Monday, June 6, 2011

Day 157: Mini-Me

There's something that I have had to come to terms with as a parent, and it's a truth that all parents cringe from- at least a little. That is that children are like little mirrors. As you watch them and their behavior, they reflect back your flaws, strengths, weaknesses, habits and tendencies. It's a shocking thing to come to grips with. They handle conflict the way you do, although it is a more childish way- or not. They value what you value, what you truly value, not just what you say you value. They have your mannerisms and pick up on the verbiage of your daily conversation, so they learn to express themselves in a manner that reflects you.

I have seen this phenomena in my own children, poor dears, but there's another side of the coin that is actually quite endearing- and convicting.

Remember that trip to Wal-Mart?(Who knew a trip to a giant big-box sort of store could be so profound, huh?) Well, while we were in there, I looked a bit at the clearance sections in both the boys and girls; it's one of those times that I envy families that have just boys or just girls. Oh, how nice it would be to just deal with one section and hand things down!

But I digress. I do that sometimes. Ahem.

Norah was looking at the clothes, and she saw a shirt that caught her eye. I thought was kind of funny because about a month ago we were in the same said store, and after choosing a top for myself, I suggested the exact same top for Norah commenting that we would kind of match. Of course I was joking around with her, knowing that she would be appalled at such a suggestion, and the idea was soon predictably rejected.

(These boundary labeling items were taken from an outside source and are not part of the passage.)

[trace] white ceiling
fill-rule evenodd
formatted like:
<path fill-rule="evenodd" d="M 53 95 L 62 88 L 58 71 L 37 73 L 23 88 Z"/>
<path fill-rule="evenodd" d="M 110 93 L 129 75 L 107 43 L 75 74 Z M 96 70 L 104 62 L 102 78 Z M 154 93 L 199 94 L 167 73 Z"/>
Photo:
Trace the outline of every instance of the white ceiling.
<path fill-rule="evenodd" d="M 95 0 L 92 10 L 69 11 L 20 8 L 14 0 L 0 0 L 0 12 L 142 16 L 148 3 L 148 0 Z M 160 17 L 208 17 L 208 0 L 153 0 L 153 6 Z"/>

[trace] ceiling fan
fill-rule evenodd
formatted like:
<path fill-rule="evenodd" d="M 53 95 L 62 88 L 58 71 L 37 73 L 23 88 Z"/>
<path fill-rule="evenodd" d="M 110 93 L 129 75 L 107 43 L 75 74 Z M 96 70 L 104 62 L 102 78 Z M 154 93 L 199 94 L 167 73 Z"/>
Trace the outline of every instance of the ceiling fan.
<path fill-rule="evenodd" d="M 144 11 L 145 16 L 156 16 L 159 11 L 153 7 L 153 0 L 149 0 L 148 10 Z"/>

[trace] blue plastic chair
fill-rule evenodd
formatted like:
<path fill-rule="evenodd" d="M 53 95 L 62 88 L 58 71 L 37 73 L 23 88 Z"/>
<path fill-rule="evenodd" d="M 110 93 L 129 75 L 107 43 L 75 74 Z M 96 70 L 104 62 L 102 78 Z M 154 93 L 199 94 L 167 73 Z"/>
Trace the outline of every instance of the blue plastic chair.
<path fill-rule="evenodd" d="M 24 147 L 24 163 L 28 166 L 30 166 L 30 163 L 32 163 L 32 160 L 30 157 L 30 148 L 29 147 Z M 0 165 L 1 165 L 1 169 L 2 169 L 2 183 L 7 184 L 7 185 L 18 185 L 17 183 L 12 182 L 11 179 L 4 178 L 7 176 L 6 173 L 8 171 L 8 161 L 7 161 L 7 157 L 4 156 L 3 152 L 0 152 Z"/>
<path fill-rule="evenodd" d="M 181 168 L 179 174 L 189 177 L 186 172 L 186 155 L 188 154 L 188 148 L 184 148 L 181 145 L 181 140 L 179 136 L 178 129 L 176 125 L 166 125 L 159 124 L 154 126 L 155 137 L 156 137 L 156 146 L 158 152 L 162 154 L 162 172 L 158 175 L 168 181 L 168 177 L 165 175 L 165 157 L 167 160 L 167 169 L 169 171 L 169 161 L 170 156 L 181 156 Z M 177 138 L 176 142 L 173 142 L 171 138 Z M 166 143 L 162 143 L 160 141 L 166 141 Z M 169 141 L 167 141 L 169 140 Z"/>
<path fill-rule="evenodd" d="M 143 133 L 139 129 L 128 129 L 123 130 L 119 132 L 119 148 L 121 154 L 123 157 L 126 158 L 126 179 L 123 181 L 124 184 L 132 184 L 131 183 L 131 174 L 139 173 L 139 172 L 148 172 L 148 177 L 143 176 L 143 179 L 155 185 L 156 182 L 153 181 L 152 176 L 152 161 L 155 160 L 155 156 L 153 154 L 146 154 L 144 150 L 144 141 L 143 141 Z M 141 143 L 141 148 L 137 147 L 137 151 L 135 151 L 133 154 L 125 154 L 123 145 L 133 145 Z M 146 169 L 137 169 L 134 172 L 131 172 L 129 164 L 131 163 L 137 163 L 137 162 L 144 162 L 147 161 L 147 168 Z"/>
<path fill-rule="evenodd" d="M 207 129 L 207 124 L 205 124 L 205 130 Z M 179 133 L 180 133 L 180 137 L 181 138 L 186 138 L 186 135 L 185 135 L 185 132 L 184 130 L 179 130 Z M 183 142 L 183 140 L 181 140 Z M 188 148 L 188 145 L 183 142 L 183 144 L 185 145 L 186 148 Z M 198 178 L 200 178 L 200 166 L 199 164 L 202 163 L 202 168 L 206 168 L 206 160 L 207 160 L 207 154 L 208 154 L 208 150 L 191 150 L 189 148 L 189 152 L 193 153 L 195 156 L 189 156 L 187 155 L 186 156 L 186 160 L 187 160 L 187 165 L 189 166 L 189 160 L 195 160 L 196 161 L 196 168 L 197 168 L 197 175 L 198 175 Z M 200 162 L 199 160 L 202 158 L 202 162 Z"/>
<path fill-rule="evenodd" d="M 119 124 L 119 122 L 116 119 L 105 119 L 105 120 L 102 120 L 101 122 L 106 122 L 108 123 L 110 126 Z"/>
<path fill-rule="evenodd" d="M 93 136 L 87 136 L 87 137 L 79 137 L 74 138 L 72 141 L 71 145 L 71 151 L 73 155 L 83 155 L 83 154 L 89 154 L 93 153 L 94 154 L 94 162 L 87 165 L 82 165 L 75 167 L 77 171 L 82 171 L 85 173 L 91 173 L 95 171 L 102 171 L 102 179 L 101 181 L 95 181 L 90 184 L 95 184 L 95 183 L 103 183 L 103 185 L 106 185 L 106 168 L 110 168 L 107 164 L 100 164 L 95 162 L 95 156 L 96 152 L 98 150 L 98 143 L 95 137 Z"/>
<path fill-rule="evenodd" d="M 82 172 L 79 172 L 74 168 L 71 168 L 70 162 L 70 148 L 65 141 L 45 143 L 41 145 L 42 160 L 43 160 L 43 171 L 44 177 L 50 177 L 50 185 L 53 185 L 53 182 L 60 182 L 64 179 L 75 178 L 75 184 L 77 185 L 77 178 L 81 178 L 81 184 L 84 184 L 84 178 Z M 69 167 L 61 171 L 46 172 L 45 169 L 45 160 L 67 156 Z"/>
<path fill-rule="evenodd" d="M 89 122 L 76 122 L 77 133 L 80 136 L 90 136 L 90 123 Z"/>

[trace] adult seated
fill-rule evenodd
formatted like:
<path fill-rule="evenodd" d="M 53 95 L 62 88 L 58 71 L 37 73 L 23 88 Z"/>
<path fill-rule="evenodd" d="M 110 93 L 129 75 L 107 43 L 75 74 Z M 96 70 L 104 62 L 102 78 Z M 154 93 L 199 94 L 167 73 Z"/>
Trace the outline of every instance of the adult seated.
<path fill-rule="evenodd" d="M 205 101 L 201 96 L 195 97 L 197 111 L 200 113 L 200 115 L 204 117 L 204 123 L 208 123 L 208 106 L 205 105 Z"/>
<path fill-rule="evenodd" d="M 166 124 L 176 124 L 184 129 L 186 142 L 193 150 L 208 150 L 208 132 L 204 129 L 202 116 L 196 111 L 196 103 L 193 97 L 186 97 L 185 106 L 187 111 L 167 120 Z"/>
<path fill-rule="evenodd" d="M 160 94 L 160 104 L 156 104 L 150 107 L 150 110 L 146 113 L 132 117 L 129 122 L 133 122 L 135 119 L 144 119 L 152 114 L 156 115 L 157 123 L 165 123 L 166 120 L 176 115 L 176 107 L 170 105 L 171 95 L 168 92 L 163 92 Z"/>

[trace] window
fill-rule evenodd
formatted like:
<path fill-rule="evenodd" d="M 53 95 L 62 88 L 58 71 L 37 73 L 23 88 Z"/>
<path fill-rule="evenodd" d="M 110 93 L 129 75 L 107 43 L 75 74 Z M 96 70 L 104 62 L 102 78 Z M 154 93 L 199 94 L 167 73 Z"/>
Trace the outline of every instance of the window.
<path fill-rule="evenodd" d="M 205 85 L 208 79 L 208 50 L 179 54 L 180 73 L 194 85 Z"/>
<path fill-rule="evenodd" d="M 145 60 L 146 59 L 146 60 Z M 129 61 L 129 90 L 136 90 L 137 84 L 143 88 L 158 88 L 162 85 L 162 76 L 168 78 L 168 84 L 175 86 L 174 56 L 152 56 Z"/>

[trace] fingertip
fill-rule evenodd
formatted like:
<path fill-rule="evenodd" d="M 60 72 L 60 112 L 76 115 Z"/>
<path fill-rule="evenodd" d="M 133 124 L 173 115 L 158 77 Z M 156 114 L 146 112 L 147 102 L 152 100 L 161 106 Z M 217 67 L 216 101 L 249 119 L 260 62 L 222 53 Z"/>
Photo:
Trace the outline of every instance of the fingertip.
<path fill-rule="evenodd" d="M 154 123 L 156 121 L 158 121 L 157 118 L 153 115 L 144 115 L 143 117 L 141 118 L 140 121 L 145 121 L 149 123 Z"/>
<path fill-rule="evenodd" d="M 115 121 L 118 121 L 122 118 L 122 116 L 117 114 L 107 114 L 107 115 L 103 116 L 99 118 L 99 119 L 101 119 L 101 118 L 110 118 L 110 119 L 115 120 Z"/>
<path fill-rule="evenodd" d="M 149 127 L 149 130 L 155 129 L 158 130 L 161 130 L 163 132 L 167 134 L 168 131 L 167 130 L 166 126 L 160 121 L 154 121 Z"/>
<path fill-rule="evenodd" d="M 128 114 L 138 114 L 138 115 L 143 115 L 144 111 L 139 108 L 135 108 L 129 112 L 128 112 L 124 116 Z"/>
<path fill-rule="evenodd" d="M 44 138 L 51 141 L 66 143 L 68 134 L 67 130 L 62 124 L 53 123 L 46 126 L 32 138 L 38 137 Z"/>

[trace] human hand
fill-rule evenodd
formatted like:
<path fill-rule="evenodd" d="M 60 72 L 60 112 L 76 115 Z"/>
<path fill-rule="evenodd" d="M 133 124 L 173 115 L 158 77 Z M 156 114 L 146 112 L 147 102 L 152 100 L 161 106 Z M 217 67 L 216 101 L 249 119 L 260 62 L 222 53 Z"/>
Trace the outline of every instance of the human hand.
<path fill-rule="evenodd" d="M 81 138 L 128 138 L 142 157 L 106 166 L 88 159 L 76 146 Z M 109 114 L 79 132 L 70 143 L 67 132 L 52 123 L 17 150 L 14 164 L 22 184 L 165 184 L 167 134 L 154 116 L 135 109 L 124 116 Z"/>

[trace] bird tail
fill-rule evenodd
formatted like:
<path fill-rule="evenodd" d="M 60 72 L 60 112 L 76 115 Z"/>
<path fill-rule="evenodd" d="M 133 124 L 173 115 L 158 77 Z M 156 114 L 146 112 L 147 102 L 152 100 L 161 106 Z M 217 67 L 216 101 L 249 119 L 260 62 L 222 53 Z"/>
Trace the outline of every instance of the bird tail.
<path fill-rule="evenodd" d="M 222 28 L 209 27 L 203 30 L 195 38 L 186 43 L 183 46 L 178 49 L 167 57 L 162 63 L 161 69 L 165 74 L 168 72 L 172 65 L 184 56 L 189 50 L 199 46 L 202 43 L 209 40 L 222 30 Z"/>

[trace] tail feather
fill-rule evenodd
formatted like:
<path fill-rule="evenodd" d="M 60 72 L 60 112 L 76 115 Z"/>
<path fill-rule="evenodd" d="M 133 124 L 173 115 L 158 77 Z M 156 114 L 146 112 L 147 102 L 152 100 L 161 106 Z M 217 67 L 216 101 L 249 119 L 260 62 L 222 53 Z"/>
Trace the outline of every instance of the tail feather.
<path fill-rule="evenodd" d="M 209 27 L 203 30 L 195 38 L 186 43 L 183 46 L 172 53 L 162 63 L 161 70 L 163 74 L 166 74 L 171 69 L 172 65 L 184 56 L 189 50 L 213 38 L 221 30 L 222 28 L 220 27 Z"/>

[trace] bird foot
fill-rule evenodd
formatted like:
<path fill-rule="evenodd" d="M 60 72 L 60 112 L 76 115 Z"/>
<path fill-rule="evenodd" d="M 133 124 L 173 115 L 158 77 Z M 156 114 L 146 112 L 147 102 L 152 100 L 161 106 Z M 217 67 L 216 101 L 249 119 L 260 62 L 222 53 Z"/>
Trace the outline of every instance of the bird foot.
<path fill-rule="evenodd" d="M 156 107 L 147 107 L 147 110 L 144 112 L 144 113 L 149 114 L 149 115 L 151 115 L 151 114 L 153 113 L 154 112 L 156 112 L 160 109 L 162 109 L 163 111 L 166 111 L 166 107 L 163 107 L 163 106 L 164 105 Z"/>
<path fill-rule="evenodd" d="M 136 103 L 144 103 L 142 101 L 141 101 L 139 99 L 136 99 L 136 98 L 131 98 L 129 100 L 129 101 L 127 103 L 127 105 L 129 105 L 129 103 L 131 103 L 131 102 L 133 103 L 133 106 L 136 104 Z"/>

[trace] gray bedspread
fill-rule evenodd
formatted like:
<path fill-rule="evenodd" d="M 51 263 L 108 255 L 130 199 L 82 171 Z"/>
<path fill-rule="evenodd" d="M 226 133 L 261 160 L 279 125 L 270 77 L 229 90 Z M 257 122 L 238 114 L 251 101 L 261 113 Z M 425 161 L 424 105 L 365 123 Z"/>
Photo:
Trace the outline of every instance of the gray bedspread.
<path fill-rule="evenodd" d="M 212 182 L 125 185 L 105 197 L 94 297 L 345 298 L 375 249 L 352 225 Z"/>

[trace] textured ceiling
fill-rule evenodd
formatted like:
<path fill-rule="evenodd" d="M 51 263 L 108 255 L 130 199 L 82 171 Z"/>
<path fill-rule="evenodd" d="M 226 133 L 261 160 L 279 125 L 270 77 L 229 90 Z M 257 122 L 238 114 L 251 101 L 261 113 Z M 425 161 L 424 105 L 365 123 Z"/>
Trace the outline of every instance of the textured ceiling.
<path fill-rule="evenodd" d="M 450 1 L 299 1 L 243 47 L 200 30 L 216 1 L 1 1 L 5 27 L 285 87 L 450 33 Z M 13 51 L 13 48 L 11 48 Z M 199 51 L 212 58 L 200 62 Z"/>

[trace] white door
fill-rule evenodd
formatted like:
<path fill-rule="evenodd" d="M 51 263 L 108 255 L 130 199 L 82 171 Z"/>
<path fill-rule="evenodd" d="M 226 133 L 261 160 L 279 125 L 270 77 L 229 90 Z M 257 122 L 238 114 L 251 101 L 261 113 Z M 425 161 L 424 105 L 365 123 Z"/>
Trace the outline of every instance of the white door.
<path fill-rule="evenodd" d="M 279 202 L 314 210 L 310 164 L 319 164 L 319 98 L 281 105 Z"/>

Without reminding her of my previous suggestion, I proceeded to look for the right size for my girl. She was delighted. There was no mention that this top was akin to the one I had already in my possession until we got home, and she said, "Mom, if you wore your shirt we would kind of match."

"That's right, baby. We would."

The whole experience was a reminder to me of how much she watches me, and although she would never admit it, she wants to be like me. The fact is she already is. I see my faults being inadvertently taught to her and my sins emulated by her. My greatest hope is that any good in me would be mimicked as well. I pray that by the grace of God I can be someone worth looking up to and wanting to be like, and that she would know that it's only by his grace that she can reflect anything righteous.

Older women likewise are to be reverent in behavior, not slanderers or slaves to much wine. 
They are to teach what is good, 
and so train the young women to love their husbands and children, 
 to be self-controlled, pure, working at home, kind, and submissive to their own husbands, 
that the word of God may not be reviled.
Titus 2:3-5
It starts with me at home with my little girl. Moms are to be that older woman to their daughters. I often have wrongly thought of this passage as just a mentor-like relationship within the church, but it's not just that. I starts within the walls of my home, and spills into the church where I seek to minister to all those younger and seek out wisdom, watching the example of those who are older. It is every woman's model to follow, and I hope that God gives me the strength to be diligent in the pursuit of that model.